US horse trainer and breeder (born 1942)

Elizabeth Fay Sain (born November 20, 1942) is a former Tennessee Walking Horse trainer and breeder from Tennessee. In 1966 she became the first woman to win the breed's World Grand Championship with the horse Shaker's Shocker.

==Life==

Betty Sain was born Elizabeth Fay Sain on November 20, 1942, in Manchester, Tennessee. Her parents were Virginia Wright Sain and H. Pearl Sain, and she was their second child.
As of 2010, Betty Sain had retired from the horse industry and was living in Lynchburg, Tennessee.

==Career==

In 1962, the Sain family bought the weanling colt Shaker's Shocker from Tom Barham, of Lewisburg, Tennessee. Betty Sain trained the colt exclusively and started him under saddle herself. In 1964, she began showing him.
In 1966, she entered Shaker's Shocker in the Tennessee Walking Horse National Celebration and won the four-year-old junior stake. She was expected to compete in the four-year-old division again but instead chose to enter the open stake, making her the first woman ever to enter the World Grand Championship class. Sain and Shaker's Shocker placed first out of 13 horses. Sain was the first woman to win, and at age 23 was the youngest rider in the class.
After his win, Shaker's Shocker was retired to stud at Sain Stables in Bell Buckle, Tennessee.
Sain later exported horses to Israel, Mexico and several other countries, as well as many US states. She rode Shaker's Shocker at University of Tennessee football games. She raised goats as well as horses, and supported a controversial Tennessee law that would have enacted a bounty on the killing of coyotes. When a reporter denied that there were coyotes in Tennessee, Sain froze a dead coyote to preserve it, tied a bow around its neck and presented it to him.
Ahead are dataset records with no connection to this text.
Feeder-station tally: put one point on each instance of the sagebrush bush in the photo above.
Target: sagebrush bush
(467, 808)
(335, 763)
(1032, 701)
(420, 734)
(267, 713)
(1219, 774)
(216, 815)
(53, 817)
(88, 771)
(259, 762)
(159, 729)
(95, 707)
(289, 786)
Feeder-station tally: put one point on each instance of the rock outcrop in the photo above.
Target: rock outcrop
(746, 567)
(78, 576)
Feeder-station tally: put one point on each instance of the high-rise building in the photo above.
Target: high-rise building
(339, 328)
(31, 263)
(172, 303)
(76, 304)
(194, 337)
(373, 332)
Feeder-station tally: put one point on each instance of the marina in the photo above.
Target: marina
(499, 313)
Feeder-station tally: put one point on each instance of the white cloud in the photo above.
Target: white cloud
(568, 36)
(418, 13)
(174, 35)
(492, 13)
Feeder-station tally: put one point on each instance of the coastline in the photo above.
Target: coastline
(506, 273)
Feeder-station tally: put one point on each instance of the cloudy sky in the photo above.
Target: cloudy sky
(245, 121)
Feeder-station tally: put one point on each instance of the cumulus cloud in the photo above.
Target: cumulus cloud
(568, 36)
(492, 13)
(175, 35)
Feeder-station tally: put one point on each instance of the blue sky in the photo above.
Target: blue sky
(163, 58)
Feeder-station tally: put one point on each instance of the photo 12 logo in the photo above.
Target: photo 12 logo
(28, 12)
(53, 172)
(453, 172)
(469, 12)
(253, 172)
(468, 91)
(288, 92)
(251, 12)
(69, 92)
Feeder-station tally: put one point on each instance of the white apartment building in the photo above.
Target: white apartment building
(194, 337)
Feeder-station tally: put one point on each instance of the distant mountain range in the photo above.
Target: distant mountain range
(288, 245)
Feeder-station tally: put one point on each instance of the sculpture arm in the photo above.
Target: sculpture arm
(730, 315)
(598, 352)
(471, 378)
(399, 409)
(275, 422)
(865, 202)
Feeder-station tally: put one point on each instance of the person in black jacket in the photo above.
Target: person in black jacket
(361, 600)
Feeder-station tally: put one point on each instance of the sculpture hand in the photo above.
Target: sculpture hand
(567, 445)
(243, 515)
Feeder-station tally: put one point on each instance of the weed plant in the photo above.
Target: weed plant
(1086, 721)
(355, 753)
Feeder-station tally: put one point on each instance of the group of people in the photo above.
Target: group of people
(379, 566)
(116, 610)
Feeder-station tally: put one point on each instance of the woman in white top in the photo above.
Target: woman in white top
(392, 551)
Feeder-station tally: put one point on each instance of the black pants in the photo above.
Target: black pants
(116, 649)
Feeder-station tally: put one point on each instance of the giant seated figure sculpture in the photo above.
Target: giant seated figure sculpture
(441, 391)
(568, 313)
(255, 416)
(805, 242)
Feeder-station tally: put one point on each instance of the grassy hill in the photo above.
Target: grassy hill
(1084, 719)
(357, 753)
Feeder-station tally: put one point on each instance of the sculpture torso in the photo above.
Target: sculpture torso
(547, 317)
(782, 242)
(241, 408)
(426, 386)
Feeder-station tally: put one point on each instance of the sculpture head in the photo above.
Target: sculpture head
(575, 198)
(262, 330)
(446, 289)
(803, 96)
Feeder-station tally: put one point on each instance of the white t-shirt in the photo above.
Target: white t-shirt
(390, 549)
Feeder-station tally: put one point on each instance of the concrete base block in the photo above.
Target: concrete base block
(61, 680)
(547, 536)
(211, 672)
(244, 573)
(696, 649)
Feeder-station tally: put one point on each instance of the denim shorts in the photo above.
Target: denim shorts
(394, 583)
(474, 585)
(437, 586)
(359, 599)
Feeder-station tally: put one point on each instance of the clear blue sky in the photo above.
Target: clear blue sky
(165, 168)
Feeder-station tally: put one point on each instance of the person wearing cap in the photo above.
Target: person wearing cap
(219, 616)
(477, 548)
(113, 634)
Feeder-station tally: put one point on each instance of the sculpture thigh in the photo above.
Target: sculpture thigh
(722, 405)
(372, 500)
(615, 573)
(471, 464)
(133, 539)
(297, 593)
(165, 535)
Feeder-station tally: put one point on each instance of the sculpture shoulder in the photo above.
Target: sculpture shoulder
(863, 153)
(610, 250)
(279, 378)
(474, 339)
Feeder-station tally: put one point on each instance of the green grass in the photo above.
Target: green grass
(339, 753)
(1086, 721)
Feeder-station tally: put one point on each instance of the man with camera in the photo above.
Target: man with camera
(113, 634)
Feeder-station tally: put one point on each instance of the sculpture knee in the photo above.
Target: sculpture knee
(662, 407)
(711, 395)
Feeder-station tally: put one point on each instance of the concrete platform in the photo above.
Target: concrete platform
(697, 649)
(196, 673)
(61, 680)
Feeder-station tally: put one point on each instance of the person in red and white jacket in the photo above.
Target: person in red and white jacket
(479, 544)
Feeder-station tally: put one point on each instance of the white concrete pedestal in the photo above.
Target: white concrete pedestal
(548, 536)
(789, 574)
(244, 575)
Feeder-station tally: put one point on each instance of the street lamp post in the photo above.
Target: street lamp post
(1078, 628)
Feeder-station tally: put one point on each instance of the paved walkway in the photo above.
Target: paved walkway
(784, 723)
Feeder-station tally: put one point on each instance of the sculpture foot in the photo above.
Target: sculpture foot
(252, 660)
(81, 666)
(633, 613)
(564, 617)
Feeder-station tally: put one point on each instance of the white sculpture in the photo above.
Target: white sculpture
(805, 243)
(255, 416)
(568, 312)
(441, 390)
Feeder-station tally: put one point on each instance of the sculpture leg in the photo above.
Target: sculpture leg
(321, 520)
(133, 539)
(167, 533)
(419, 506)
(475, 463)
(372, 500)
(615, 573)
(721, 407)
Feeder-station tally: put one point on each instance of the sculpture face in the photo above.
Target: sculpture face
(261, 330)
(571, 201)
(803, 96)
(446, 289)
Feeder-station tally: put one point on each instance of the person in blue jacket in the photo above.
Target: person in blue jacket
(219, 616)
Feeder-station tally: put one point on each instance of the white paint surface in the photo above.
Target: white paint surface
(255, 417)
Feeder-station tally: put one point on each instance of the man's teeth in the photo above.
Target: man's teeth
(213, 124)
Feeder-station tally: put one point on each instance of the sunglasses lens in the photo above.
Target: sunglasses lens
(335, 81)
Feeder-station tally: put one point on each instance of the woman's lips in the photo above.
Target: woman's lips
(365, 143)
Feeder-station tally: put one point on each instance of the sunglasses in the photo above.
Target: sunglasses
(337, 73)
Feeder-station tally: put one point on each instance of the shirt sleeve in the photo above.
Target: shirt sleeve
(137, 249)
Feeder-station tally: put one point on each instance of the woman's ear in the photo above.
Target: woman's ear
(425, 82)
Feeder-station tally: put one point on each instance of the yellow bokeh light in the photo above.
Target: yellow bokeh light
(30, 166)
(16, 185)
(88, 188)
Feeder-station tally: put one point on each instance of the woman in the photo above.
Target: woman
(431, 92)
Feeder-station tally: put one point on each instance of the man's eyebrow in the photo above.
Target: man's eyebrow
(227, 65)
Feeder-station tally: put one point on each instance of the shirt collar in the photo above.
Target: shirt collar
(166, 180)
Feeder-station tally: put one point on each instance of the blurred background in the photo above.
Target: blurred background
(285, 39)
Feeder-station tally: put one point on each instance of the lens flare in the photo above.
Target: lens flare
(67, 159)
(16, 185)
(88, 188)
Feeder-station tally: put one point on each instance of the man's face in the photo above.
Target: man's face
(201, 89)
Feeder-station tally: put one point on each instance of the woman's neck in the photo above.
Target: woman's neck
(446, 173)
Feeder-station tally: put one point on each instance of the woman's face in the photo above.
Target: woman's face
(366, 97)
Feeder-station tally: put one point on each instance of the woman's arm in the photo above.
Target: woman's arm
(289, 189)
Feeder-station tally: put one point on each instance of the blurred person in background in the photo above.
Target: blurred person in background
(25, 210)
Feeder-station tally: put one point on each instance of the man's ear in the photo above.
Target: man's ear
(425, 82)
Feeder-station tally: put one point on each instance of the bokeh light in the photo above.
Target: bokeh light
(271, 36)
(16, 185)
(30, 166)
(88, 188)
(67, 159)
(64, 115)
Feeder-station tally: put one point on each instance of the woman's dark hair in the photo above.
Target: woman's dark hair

==Legacy and recognition==
Although Sain was offered several book and movie deals, she turned them all down. In 2010, the Sain House at Webb School was given a Tennessee historical marker.
In 2015, Betty Sain gave a presentation on her family's history, her own experiences with Shaker's Shocker and later horses, and an overview of the Tennessee Walking Horse breed at a meeting of the Bedford County Historical Society.
The Tennessee Walking Horse National Museum in Wartrace has a permanent exhibit on Betty Sain and Shaker's Shocker.